First came the announcement that Michael Strahan would leave "Live with Kelly and Michael," which appears on ABC's owned-and-operated stations as well as in syndication, to join the ABC network A.M. gabfest, "Good Morning America," on a full-time basis in September. That triggered days of headlines in type sizes typically reserved for outbreaks of armed conflicts among nations because his co-host, Kelly Ripa, reportedly was not informed of the change until very late in the game. In tabloid parlance, she was "shocked," "taken aback" and "blindsided," and she responded by taking some unscheduled time off from "Live."
The flap also generated so much breathless coverage because it was another turn of the wheel in the oft-told tale of the star-filled "morning wars" among the broadcast networks as ABC seeks to shore up declining viewership for "GMA" in the face of a ratings rebound for NBC's "Today."
Now don't get me wrong, some of my favorite former colleagues at the New York Times specialized in covering the myriad ups and downs of the morning shows. But as someone who never got in the habit of watching TV that time of the day, I still shake my head every time one of these fusses breaks out. If it's important in the media landscape, to my way of thinking, it usually happens after dark.
A day after Strahan set off Ripa came word that ESPN, the Disney cable powerhouse, was firing Curt Schilling, one of its top-ranked baseball analysts, for offensive commentary on Facebook about the right's new cudgel against the LGBT community, which bathrooms are used by transgender people. Not only was what he wrote insensitive and ignorant, it may have marked a dubious first for a star whose paycheck came from Disney: including the word "penis" in remarks on social media.
(Schilling, at one point in his ranting, misspelled "brouhaha" as "brew ha ha." As a baseball analyst and former MLB pitcher, he might have been thinking about the Milwaukee Brewers -- that is, assuming he thinks at all.)

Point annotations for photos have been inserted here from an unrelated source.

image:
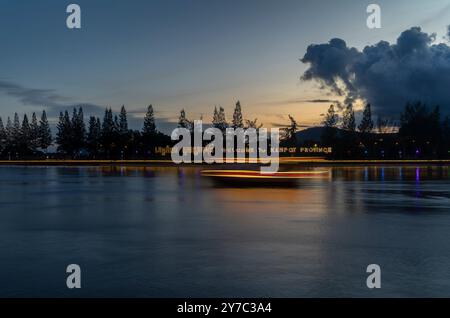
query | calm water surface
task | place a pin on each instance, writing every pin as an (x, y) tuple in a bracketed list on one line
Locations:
[(168, 232)]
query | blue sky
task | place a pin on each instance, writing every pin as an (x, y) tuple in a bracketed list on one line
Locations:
[(185, 54)]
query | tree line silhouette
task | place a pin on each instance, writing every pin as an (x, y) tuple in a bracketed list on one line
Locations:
[(421, 133)]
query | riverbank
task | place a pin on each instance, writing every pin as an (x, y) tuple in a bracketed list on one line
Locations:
[(298, 161)]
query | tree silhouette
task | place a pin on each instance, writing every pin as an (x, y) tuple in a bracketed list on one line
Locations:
[(366, 125), (3, 138), (238, 121), (289, 133), (149, 122), (348, 119), (329, 135), (219, 119), (45, 134), (94, 136), (183, 122)]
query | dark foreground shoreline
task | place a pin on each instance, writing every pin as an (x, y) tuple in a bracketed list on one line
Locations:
[(287, 161)]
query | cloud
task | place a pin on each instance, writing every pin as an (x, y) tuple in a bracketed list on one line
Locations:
[(386, 75), (48, 98)]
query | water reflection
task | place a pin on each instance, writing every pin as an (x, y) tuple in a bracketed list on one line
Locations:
[(169, 232)]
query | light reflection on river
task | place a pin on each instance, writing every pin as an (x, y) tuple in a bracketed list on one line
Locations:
[(168, 232)]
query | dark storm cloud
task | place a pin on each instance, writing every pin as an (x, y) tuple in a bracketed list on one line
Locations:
[(386, 75)]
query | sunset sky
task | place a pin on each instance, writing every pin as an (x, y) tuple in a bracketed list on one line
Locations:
[(186, 54)]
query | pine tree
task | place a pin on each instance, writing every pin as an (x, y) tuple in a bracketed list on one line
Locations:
[(9, 134), (149, 122), (366, 125), (25, 135), (348, 119), (329, 135), (216, 119), (252, 123), (94, 135), (108, 131), (183, 122), (237, 117), (289, 133), (2, 136), (331, 118), (123, 122), (219, 119), (34, 132), (45, 134), (78, 131), (64, 134), (108, 123)]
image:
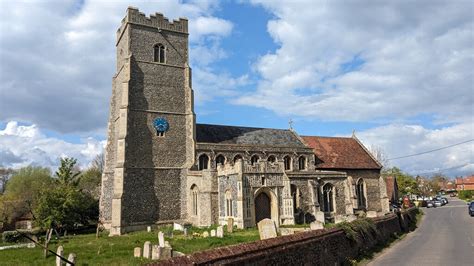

There was no Ripa-esque shock when Schilling was shown the exit because ESPN had admonished him previously for incendiary chatter on social media. For instance, he earned a suspension last year for a remark on Twitter comparing radical Muslims to Nazis.
The attention Disney gained from Strahan, Ripa and Schilling came only a couple of weeks after the company stunned Madison Avenue and Wall Street with word that its high-profile chief operating officer, Thomas Staggs, was leaving. He was the heir apparent to Robert Iger, the Disney CEO, which means a company that's notorious for botching its succession planning has done just that again.
I'd make a joke here about Disney's star-crossed "star wars," except that 2016 began with an unfortunate dust-up involving George Lucas, who suggested in an interview with Charlie Rose that when he sold Lucasfilm to Disney he gave up control of all things "Star Wars" to "white slavers" who took an ill-advised "retro" approach to the latest movie in the franchise, "Star Wars: The Force Awakens." Lucas madly backpedaled a day later, but the damage was done.
At Disney, people who need people are seemingly the unluckiest people in the world. Poor Disney! Well, as poor as a firm that had $52.5 billion in revenue last year can be. Maybe the answer is to return to Disney's roots and fill the airwaves with animated characters without human foibles.
It works for a rival, 21st Century Fox: "The Simpsons" is the longest-running American scripted TV series in prime time. "Eat my shorts" may not be genteel, but for corporate sensibilities it's preferable to "penis."